Soluble Oligomers of PolyQ-Expanded Huntingtin Target a Multiplicity of Key Cellular Factors.

Author information

1
Department of Cellular Biochemistry, Max Planck Institute of Biochemistry, Am Klopferspitz 18, 82159 Martinsried, Germany.
2
Department of Proteomics & Signal Transduction, Max Planck Institute of Biochemistry, Am Klopferspitz 18, 82159 Martinsried, Germany.
3
Novartis Institutes for Biomedical Research, No. 2 BoYun Road, Pudong, Shanghai 201203, China.
4
Department of Cellular Biochemistry, Max Planck Institute of Biochemistry, Am Klopferspitz 18, 82159 Martinsried, Germany.
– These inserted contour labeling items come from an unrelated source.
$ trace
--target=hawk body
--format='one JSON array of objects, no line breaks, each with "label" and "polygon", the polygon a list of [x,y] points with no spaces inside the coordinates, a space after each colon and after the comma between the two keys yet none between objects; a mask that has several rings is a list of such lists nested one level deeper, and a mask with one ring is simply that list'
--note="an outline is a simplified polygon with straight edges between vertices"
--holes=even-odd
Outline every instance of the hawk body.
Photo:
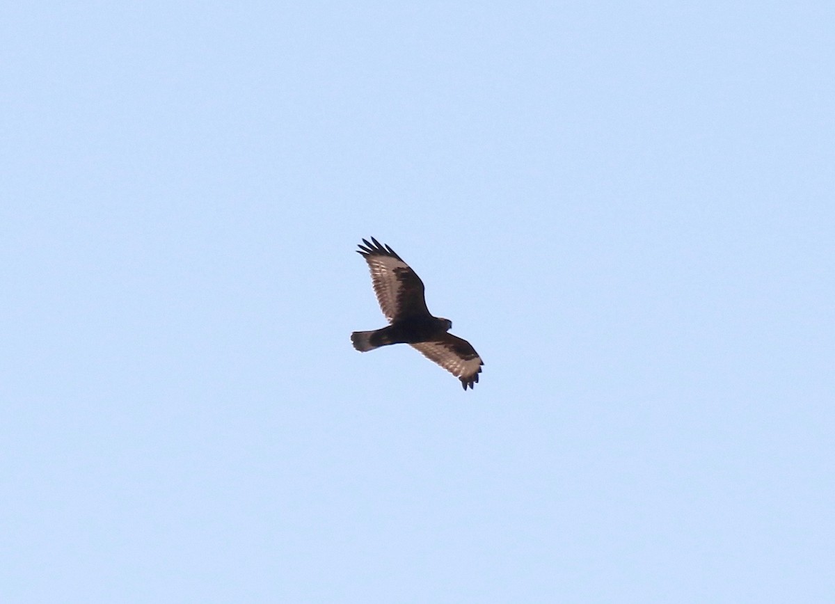
[{"label": "hawk body", "polygon": [[357,253],[371,271],[374,293],[388,327],[354,332],[351,342],[362,353],[390,344],[409,344],[461,380],[464,390],[478,381],[483,362],[467,340],[449,333],[453,322],[433,317],[426,306],[423,282],[388,246],[363,239]]}]

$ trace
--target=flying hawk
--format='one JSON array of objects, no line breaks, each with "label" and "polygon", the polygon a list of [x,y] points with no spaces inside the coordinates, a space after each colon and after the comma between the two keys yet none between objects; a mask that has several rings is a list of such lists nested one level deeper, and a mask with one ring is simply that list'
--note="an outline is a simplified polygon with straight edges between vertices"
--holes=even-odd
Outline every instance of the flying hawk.
[{"label": "flying hawk", "polygon": [[429,314],[423,297],[423,282],[403,259],[374,237],[362,240],[357,253],[362,254],[371,270],[374,293],[380,302],[387,327],[372,332],[354,332],[354,348],[365,353],[389,344],[409,344],[461,380],[464,390],[478,381],[482,362],[467,340],[448,332],[453,322]]}]

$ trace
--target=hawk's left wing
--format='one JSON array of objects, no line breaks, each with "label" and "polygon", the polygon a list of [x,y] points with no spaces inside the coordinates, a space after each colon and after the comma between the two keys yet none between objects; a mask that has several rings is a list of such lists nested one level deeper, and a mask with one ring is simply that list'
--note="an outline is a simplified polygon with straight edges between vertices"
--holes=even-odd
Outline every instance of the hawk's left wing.
[{"label": "hawk's left wing", "polygon": [[388,246],[363,239],[357,251],[371,271],[377,301],[389,322],[410,317],[429,317],[423,297],[423,282]]},{"label": "hawk's left wing", "polygon": [[460,379],[464,390],[478,381],[484,362],[467,340],[446,332],[430,342],[410,346]]}]

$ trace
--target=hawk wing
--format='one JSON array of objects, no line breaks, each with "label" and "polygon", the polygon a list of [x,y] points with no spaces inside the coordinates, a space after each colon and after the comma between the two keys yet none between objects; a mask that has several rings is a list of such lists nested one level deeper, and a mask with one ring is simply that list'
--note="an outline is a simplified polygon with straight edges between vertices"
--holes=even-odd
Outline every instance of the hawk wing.
[{"label": "hawk wing", "polygon": [[423,282],[394,250],[381,245],[374,237],[371,241],[369,243],[363,239],[365,245],[359,246],[357,253],[368,263],[377,301],[388,322],[407,317],[428,316]]},{"label": "hawk wing", "polygon": [[410,346],[460,379],[464,390],[468,386],[472,388],[478,381],[484,362],[467,340],[444,332],[429,342]]}]

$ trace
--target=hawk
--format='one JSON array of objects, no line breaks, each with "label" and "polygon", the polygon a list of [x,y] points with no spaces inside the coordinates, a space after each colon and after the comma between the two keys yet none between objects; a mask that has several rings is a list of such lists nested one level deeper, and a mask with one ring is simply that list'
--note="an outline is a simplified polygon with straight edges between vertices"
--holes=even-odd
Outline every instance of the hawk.
[{"label": "hawk", "polygon": [[467,340],[449,333],[453,322],[433,317],[423,297],[423,282],[403,259],[374,237],[363,239],[357,253],[368,263],[377,301],[387,327],[354,332],[351,342],[361,353],[389,344],[408,344],[461,380],[464,390],[478,381],[483,362]]}]

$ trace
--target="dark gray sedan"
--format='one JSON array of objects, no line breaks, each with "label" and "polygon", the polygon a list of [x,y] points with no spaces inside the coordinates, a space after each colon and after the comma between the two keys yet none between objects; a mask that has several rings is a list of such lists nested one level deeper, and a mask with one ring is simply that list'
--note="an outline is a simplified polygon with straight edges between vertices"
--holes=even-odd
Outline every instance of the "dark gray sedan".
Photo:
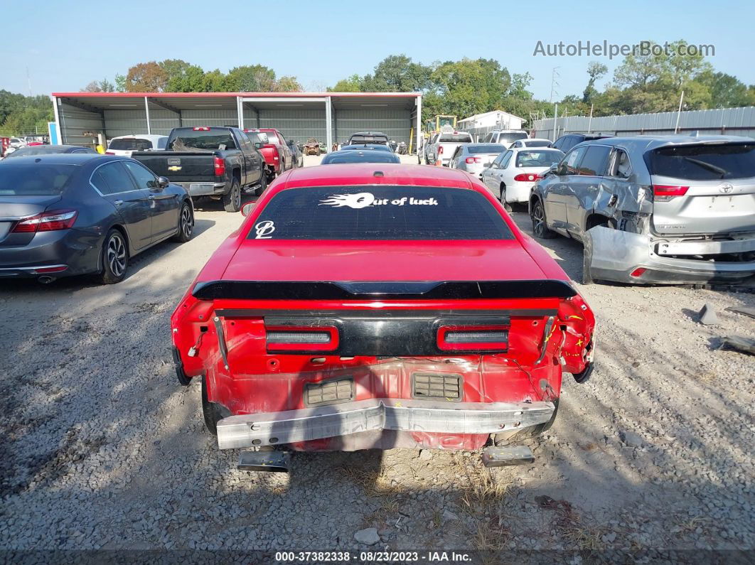
[{"label": "dark gray sedan", "polygon": [[128,158],[51,155],[0,162],[0,279],[95,274],[120,282],[129,257],[188,241],[191,198]]}]

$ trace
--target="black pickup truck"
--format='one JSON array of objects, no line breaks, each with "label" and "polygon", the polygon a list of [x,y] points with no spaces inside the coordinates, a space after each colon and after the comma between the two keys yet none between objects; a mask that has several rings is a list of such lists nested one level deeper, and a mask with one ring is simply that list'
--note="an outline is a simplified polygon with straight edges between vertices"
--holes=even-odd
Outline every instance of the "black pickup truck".
[{"label": "black pickup truck", "polygon": [[237,127],[175,127],[165,151],[134,152],[131,158],[193,198],[222,198],[226,212],[238,212],[242,192],[261,194],[267,185],[260,142]]}]

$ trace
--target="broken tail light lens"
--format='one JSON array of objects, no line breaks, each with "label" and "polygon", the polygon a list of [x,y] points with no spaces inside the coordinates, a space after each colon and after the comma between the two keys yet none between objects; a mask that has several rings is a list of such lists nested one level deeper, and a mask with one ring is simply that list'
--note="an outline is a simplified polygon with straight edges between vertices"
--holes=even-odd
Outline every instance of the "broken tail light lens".
[{"label": "broken tail light lens", "polygon": [[13,233],[55,232],[73,227],[79,212],[76,210],[52,210],[22,220],[13,229]]},{"label": "broken tail light lens", "polygon": [[441,326],[438,349],[442,351],[505,352],[509,348],[509,326]]},{"label": "broken tail light lens", "polygon": [[265,330],[269,352],[330,352],[338,349],[338,329],[334,326],[270,326]]},{"label": "broken tail light lens", "polygon": [[667,202],[677,196],[684,196],[689,190],[689,186],[676,186],[667,184],[653,185],[653,199],[657,202]]}]

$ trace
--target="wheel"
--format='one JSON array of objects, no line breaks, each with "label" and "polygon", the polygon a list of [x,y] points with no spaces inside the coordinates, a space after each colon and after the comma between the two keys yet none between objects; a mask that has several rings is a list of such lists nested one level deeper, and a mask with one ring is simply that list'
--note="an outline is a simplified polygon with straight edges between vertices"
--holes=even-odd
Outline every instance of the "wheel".
[{"label": "wheel", "polygon": [[543,203],[539,198],[532,206],[530,218],[532,220],[532,232],[536,238],[552,239],[556,237],[556,232],[548,229],[548,224],[545,220],[545,210],[543,209]]},{"label": "wheel", "polygon": [[254,189],[255,196],[262,196],[262,193],[265,192],[267,188],[267,173],[263,171],[262,177],[260,178],[260,182],[257,185],[257,188]]},{"label": "wheel", "polygon": [[223,207],[226,212],[238,212],[241,210],[241,185],[238,179],[233,179],[233,184],[228,194],[223,195]]},{"label": "wheel", "polygon": [[193,232],[194,214],[192,213],[191,204],[184,202],[181,206],[181,212],[178,214],[178,232],[173,236],[173,241],[186,243],[191,239]]},{"label": "wheel", "polygon": [[128,247],[125,237],[117,229],[111,229],[102,246],[102,271],[100,282],[103,284],[119,283],[126,276],[128,266]]},{"label": "wheel", "polygon": [[506,185],[501,183],[501,204],[504,205],[504,210],[507,212],[511,211],[511,204],[506,201]]}]

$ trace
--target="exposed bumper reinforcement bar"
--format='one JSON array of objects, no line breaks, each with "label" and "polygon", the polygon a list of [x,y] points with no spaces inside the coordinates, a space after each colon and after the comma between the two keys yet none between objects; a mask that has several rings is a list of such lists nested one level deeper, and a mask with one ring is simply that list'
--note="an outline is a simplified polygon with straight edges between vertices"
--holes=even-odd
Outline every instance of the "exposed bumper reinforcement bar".
[{"label": "exposed bumper reinforcement bar", "polygon": [[551,402],[455,402],[374,398],[231,416],[217,422],[221,450],[336,438],[372,430],[494,434],[550,419]]}]

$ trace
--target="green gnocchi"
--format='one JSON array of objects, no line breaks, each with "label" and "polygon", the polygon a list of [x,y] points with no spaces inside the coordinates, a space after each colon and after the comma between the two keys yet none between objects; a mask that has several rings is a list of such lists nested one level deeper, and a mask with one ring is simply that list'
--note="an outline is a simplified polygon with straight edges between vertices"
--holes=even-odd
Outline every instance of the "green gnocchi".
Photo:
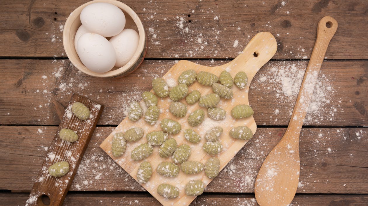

Electronic address: mhartl@biochem.mpg.de.
5
Department of Cellular Biochemistry, Max Planck Institute of Biochemistry, Am Klopferspitz 18, 82159 Martinsried, Germany; Munich Cluster for Systems Neurology, Adolf-Butenandt-Institut, Ludwig-Maximilians-Universität München, Schillerstrasse 44, 80336 München, Germany. Electronic address: uhartl@biochem.mpg.de.

Abstract

Huntington's disease is one of several neurodegenerative disorders characterized by the aggregation of polyglutamine (polyQ)-expanded mutant protein. How polyQ aggregation leads to cellular dysfunction is not well understood. Here, we analyzed aberrant protein interactions of soluble oligomers and insoluble inclusions of mutant huntingtin using in-cell single molecule fluorescence spectroscopy and quantitative proteomics. We find that the interactome of soluble oligomers is highly complex, with an enrichment of RNA-binding proteins as well as proteins functioning in ribosome biogenesis, translation, transcription, and vesicle transport. The oligomers frequently target proteins containing extended low-complexity sequences, potentially interfering with key cellular pathways. In contrast, the insoluble inclusions are less interactive and associate strongly with protein quality control components, such as Hsp40 chaperones and factors of the ubiquitin-proteasome system. Our results suggest a "multiple hit" model for the pathogenic effects of mutant huntingtin, with soluble forms engaging more extensively in detrimental interactions than insoluble aggregates.

PMID:
27570076
DOI:
10.1016/j.molcel.2016.07.022
[Indexed for MEDLINE]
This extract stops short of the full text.